The `stuatt`, student attributes, dataset is provided from the 
[Strategic Data Project Toolkit for Effective Data  Use](https://sdp.cepr.harvard.edu/toolkit-effective-data-use). 
This dataset is useful for learning how to clean data in R and how to aggregate 
and summarize individual unit-record data into group-level data. 

```{r}
data(stulevel)
head(stulevel)

```

The `stulevel` dataset is a simulated student-level longitudinal record.
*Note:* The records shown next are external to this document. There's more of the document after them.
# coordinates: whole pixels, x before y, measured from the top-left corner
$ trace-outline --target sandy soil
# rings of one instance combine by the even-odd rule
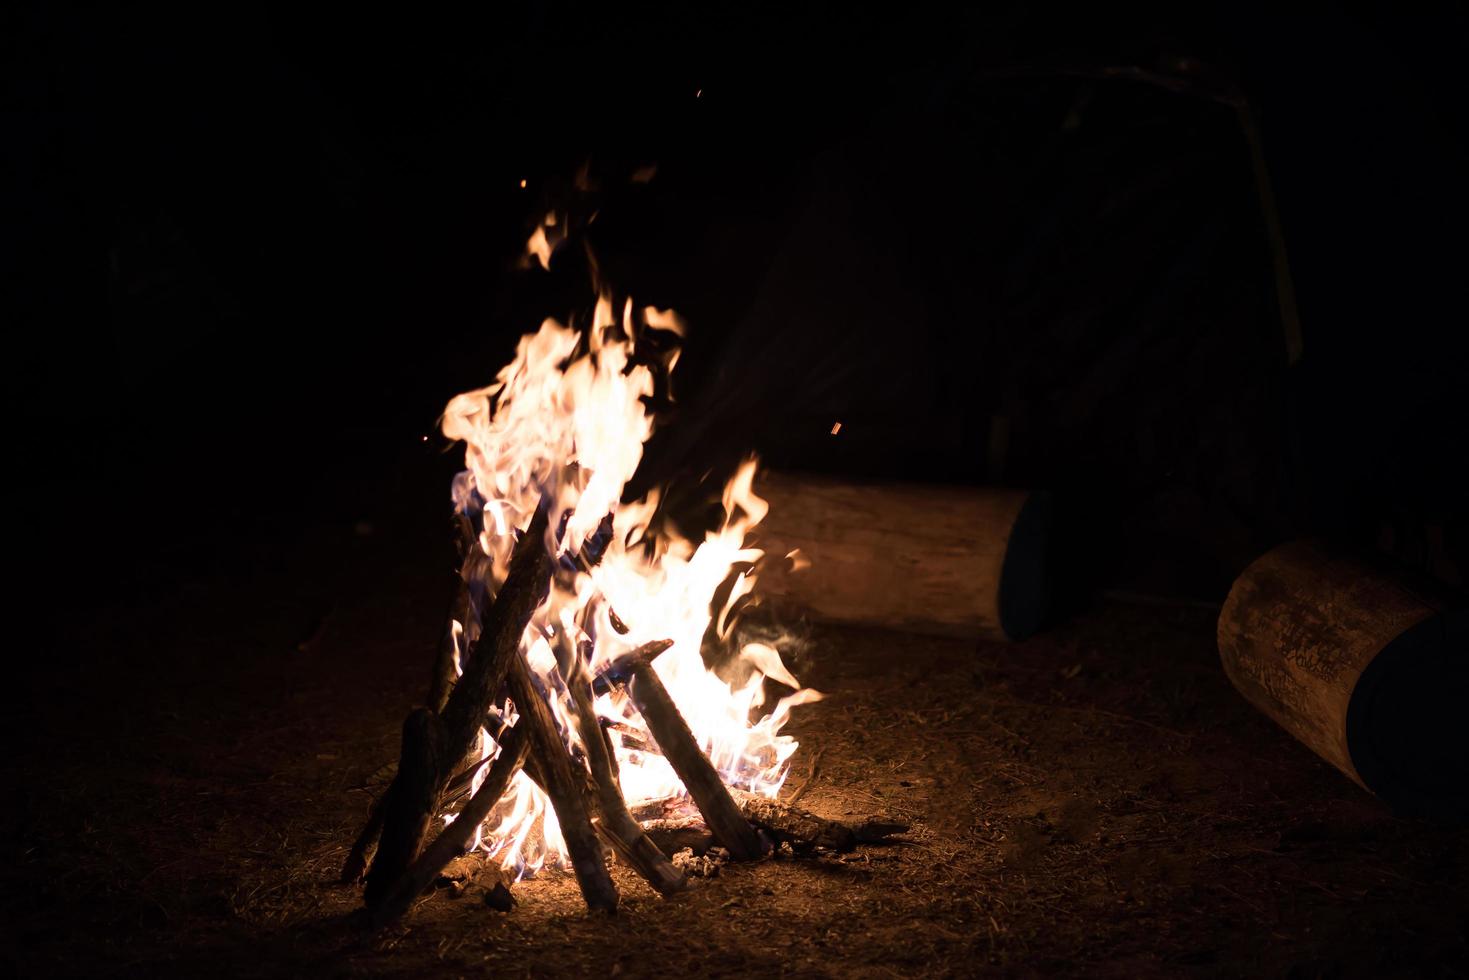
[[[368,532],[370,533],[363,533]],[[1394,817],[1256,714],[1214,617],[1102,604],[1018,645],[823,629],[787,790],[906,841],[770,860],[615,919],[548,873],[363,931],[335,876],[446,601],[417,526],[180,556],[51,632],[7,754],[28,976],[1462,975],[1462,831]],[[160,584],[167,582],[168,584]],[[78,679],[83,683],[78,684]],[[63,734],[63,732],[65,734]]]

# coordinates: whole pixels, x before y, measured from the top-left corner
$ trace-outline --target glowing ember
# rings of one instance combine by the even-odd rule
[[[543,267],[564,227],[550,216],[528,242],[527,252]],[[820,695],[801,689],[768,645],[749,643],[735,653],[747,668],[738,673],[748,680],[733,688],[706,669],[701,655],[706,635],[731,638],[734,612],[755,588],[762,552],[747,547],[745,538],[767,510],[751,489],[755,461],[741,466],[725,487],[722,526],[697,545],[649,533],[656,492],[620,503],[652,434],[644,399],[653,394],[655,371],[671,372],[677,360],[676,348],[649,355],[649,348],[672,346],[647,343],[652,331],[681,335],[683,326],[671,312],[637,310],[631,300],[618,316],[603,295],[585,330],[547,320],[521,338],[515,359],[493,385],[459,395],[444,411],[444,434],[465,444],[467,469],[454,481],[454,505],[483,529],[478,543],[490,559],[492,593],[504,582],[517,532],[538,507],[548,509],[545,547],[558,571],[520,649],[552,692],[573,754],[581,745],[562,677],[568,671],[595,675],[620,654],[670,639],[673,647],[654,669],[700,746],[727,784],[773,797],[797,746],[780,729],[792,707]],[[476,628],[454,624],[461,656]],[[794,693],[752,723],[767,677]],[[629,804],[683,793],[621,689],[600,695],[595,708],[610,726]],[[485,732],[484,755],[496,750]],[[555,813],[524,773],[516,775],[479,841],[522,874],[566,857]]]

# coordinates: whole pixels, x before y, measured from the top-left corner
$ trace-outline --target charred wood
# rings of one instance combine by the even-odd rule
[[[598,694],[606,694],[613,686],[626,684],[632,679],[633,670],[639,666],[650,664],[658,659],[658,656],[673,646],[672,640],[654,640],[652,643],[644,643],[636,650],[612,658],[605,667],[597,671],[597,676],[592,679],[592,690]]]
[[[457,765],[474,747],[511,664],[520,660],[520,637],[551,580],[545,535],[546,512],[541,509],[516,546],[510,571],[485,614],[469,663],[463,665],[464,674],[444,704],[444,728],[449,734],[445,754],[451,765]],[[448,775],[445,772],[443,778]]]
[[[510,697],[520,712],[516,727],[526,729],[530,753],[535,760],[534,769],[540,777],[541,788],[551,798],[551,806],[556,810],[561,837],[571,856],[572,870],[576,872],[582,897],[589,908],[616,911],[617,888],[607,874],[602,845],[592,827],[584,791],[585,780],[578,778],[572,768],[571,757],[566,754],[561,733],[551,717],[551,708],[536,689],[525,658],[515,656],[512,661],[508,681]]]
[[[454,600],[449,614],[444,618],[444,632],[439,641],[438,656],[434,658],[433,674],[429,678],[428,705],[435,711],[444,710],[444,702],[453,690],[461,644],[468,645],[479,635],[478,606],[484,600],[484,582],[490,571],[490,559],[479,546],[474,523],[464,514],[455,514],[458,530],[459,585],[454,590]],[[476,599],[479,602],[476,602]],[[455,629],[455,623],[459,628]]]
[[[648,647],[655,646],[658,644],[648,644]],[[662,649],[669,646],[672,643],[665,642]],[[585,679],[573,679],[568,687],[576,705],[577,730],[586,748],[587,766],[591,770],[602,812],[602,826],[612,837],[618,855],[665,898],[683,891],[688,885],[683,873],[647,838],[627,811],[627,801],[622,798],[622,790],[618,787],[612,743],[592,706],[591,685]]]
[[[789,843],[796,850],[821,848],[850,851],[858,844],[877,844],[894,834],[908,831],[908,825],[883,817],[843,821],[818,817],[809,810],[779,800],[751,793],[740,793],[740,812],[777,842]]]
[[[436,715],[428,708],[419,708],[404,723],[402,760],[388,787],[381,843],[367,874],[364,898],[370,909],[383,900],[418,856],[449,776],[478,741],[509,666],[521,660],[521,634],[551,577],[545,532],[546,512],[542,509],[536,512],[515,549],[505,582],[485,615],[474,653],[449,693],[443,712]]]
[[[444,751],[443,724],[427,708],[415,708],[403,721],[398,775],[383,798],[383,826],[377,854],[367,872],[364,899],[376,909],[418,857],[429,822],[438,812],[438,772]]]
[[[695,856],[714,846],[714,835],[698,818],[683,820],[649,820],[643,823],[643,833],[670,858],[679,851],[690,851]]]
[[[528,747],[524,734],[518,728],[512,728],[505,735],[500,744],[500,754],[495,757],[479,790],[469,798],[454,822],[440,831],[434,842],[424,848],[412,866],[399,876],[373,910],[374,926],[382,927],[407,912],[444,867],[469,850],[476,828],[490,815],[500,797],[505,795],[510,780],[524,764]]]
[[[704,822],[716,840],[737,861],[753,861],[764,852],[760,837],[740,813],[725,788],[719,773],[694,739],[678,706],[673,703],[663,682],[650,664],[641,663],[631,670],[628,694],[642,714],[654,741],[673,766],[684,788],[698,804]]]

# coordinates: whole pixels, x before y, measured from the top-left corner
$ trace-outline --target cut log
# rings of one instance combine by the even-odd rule
[[[438,813],[438,772],[444,730],[427,708],[415,708],[403,722],[398,775],[383,802],[383,827],[377,854],[367,872],[363,897],[376,909],[408,866],[418,857],[423,836]]]
[[[1469,611],[1309,542],[1245,569],[1219,654],[1255,707],[1397,808],[1469,814]]]
[[[656,644],[649,644],[655,646]],[[668,642],[664,649],[672,646]],[[576,705],[577,731],[586,748],[587,767],[596,786],[597,801],[602,811],[602,826],[615,842],[617,853],[653,888],[667,898],[688,887],[683,872],[669,862],[668,857],[650,841],[638,826],[638,822],[627,812],[627,801],[617,783],[616,761],[612,743],[607,732],[597,720],[592,706],[591,685],[585,679],[574,679],[568,685],[572,702]]]
[[[715,839],[729,850],[736,861],[753,861],[760,857],[764,852],[760,836],[735,806],[724,781],[694,740],[694,733],[689,731],[688,723],[679,714],[652,665],[637,664],[631,673],[632,679],[627,688],[633,705],[647,722],[648,731],[664,758],[698,804],[699,812],[704,815],[704,822]]]
[[[550,705],[536,689],[525,658],[516,656],[510,667],[510,698],[520,712],[516,727],[524,727],[541,788],[551,798],[561,837],[571,857],[572,870],[587,906],[604,912],[617,909],[617,887],[602,860],[602,845],[592,827],[584,794],[585,781],[572,769],[571,757],[551,717]],[[457,688],[456,688],[457,690]],[[578,767],[580,768],[580,767]]]
[[[1043,625],[1048,495],[764,473],[761,591],[820,620],[1021,640]],[[792,570],[792,551],[811,567]]]
[[[495,757],[479,790],[469,798],[454,822],[440,831],[434,842],[424,848],[423,853],[399,876],[373,909],[374,927],[381,928],[407,912],[418,896],[433,884],[439,872],[450,861],[469,850],[474,843],[476,828],[484,823],[500,797],[505,795],[510,780],[524,764],[528,747],[518,728],[512,728],[505,733],[500,754]]]

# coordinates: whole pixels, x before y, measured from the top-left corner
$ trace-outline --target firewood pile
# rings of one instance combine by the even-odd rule
[[[542,508],[519,536],[503,584],[492,599],[483,600],[485,608],[476,616],[475,640],[459,665],[462,673],[454,676],[456,646],[448,641],[434,667],[430,704],[404,719],[396,774],[342,868],[344,882],[364,884],[375,927],[400,919],[425,894],[462,894],[469,881],[482,876],[463,859],[477,828],[522,770],[550,799],[587,906],[604,912],[618,904],[609,858],[668,898],[687,887],[691,873],[708,875],[724,861],[850,851],[908,829],[878,818],[827,820],[727,787],[654,670],[670,641],[643,644],[595,673],[586,660],[589,651],[582,650],[565,669],[558,664],[549,678],[538,676],[527,663],[521,638],[557,573],[558,563],[545,547],[546,525]],[[482,579],[488,565],[476,557],[479,530],[461,515],[464,563],[455,611],[471,616],[474,596],[489,592]],[[584,564],[591,560],[582,559]],[[619,624],[615,613],[613,622]],[[593,710],[594,696],[614,687],[627,692],[656,742],[648,750],[673,767],[686,798],[644,804],[637,812],[629,808],[607,726]],[[577,736],[572,747],[557,723],[557,697],[572,708]],[[513,724],[501,707],[507,703]],[[484,759],[477,751],[481,729],[497,746]],[[481,770],[487,771],[471,793]],[[445,824],[446,816],[453,820]],[[480,883],[487,904],[508,910],[510,882],[494,871],[489,879]]]

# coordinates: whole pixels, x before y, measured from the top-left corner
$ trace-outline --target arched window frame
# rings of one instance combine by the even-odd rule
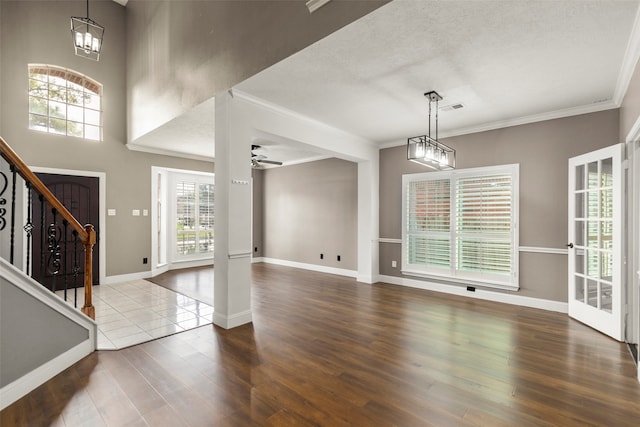
[[[29,129],[102,141],[102,84],[55,65],[28,71]]]

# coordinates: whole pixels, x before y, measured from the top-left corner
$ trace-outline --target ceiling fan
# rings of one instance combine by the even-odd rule
[[[251,167],[261,168],[263,164],[282,166],[282,162],[276,160],[268,160],[267,156],[254,153],[255,150],[262,148],[260,145],[251,145]]]

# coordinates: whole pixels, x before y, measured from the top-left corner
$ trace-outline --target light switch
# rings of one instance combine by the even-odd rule
[[[140,216],[140,209],[134,209],[131,213],[133,216]]]
[[[142,216],[149,216],[149,209],[143,209]]]
[[[107,209],[107,216],[116,216],[115,209]]]

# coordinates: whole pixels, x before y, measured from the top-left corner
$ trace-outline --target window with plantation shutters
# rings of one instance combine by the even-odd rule
[[[403,176],[407,275],[518,287],[518,165]]]
[[[407,203],[409,262],[448,269],[451,265],[449,179],[410,182]]]

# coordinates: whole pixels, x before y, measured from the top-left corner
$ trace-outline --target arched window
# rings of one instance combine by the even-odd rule
[[[29,129],[102,140],[102,85],[76,71],[29,64]]]

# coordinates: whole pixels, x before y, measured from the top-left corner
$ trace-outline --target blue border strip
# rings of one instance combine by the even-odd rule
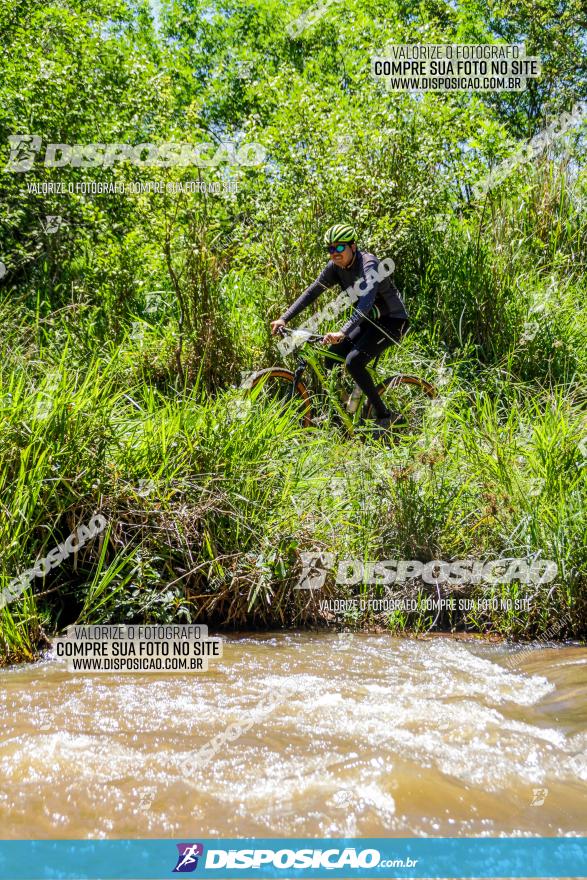
[[[200,844],[203,853],[194,865],[187,860],[174,872],[183,848]],[[215,854],[212,854],[212,850]],[[248,851],[236,856],[233,851]],[[259,856],[259,851],[269,851]],[[306,850],[306,863],[315,867],[279,867],[287,852]],[[342,866],[338,863],[344,850]],[[365,855],[370,850],[371,855]],[[308,851],[312,851],[308,855]],[[321,855],[313,855],[315,851]],[[326,854],[330,851],[329,854]],[[374,861],[394,860],[393,866]],[[252,864],[262,859],[259,865]],[[407,862],[408,857],[415,865]],[[301,856],[299,857],[301,858]],[[326,859],[326,864],[322,861]],[[369,866],[358,867],[356,861]],[[232,860],[232,864],[231,864]],[[242,867],[235,860],[245,863]],[[247,866],[248,860],[248,866]],[[355,866],[353,867],[353,860]],[[397,860],[402,860],[398,862]],[[322,864],[320,864],[322,862]],[[208,863],[208,864],[207,864]],[[216,864],[218,867],[212,867]],[[298,863],[299,864],[299,863]],[[402,866],[403,864],[403,866]],[[320,866],[318,866],[320,865]],[[227,878],[587,878],[587,837],[524,838],[263,838],[180,840],[4,840],[0,841],[0,880],[164,880],[189,874],[194,880]]]

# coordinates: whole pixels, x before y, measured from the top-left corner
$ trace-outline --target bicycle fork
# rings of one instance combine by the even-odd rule
[[[291,393],[291,400],[294,399],[294,396],[296,393],[296,386],[297,386],[298,382],[300,381],[300,379],[302,378],[302,374],[305,369],[306,369],[306,361],[300,361],[294,370],[293,382],[291,383],[291,392],[290,392]]]

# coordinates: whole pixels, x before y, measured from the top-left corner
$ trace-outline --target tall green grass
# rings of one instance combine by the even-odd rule
[[[404,267],[413,330],[378,369],[420,374],[440,396],[421,433],[391,445],[328,423],[302,430],[292,413],[250,405],[241,371],[280,360],[267,321],[284,292],[242,264],[222,279],[213,267],[208,319],[222,327],[201,362],[191,339],[183,375],[173,314],[137,313],[116,337],[89,306],[47,316],[40,301],[5,301],[0,588],[94,513],[108,527],[0,610],[3,662],[33,658],[77,620],[313,625],[328,622],[319,598],[377,593],[336,585],[334,570],[321,596],[296,590],[312,550],[366,561],[553,559],[551,584],[495,587],[531,595],[526,612],[347,623],[532,637],[570,608],[560,635],[584,636],[585,227],[558,179],[541,185],[542,202],[534,191],[517,208],[496,197],[491,224],[480,208],[440,236],[425,223],[414,236]],[[550,226],[538,214],[546,203]],[[197,289],[193,281],[194,326],[207,320]]]

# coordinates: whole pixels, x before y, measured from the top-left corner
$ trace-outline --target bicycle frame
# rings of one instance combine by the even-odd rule
[[[308,343],[305,344],[308,345]],[[328,354],[329,357],[331,357],[333,360],[337,360],[339,363],[344,364],[345,359],[343,357],[340,357],[340,355],[329,352],[327,348],[320,348],[317,345],[313,345],[310,351],[306,351],[303,355],[298,355],[298,363],[295,370],[293,371],[294,382],[292,384],[292,396],[296,382],[298,381],[298,379],[301,378],[306,367],[310,367],[319,388],[326,393],[328,402],[334,407],[336,413],[340,417],[341,422],[343,423],[349,434],[352,434],[355,430],[357,423],[360,421],[361,410],[363,408],[365,395],[361,393],[359,404],[355,412],[350,413],[346,408],[344,390],[339,386],[340,394],[336,394],[333,392],[331,388],[331,383],[327,379],[326,371],[323,367],[319,365],[318,358],[314,356],[314,353],[320,355]]]

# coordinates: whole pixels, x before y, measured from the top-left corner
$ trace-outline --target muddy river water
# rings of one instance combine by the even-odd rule
[[[230,636],[205,673],[4,670],[0,713],[5,839],[587,833],[576,645]]]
It contains 
student and school level attributes and is useful for practicing evaluating 
longitudinal analyses of student unit-record data. 

```{r}
data("midsch")
head(midsch)

```

The `midsch` dataset contains an analysis on abnormality in school average 
assessment scores. It contains observed and predicted values of aggregated 
test scores at the school level for a large midwestern state.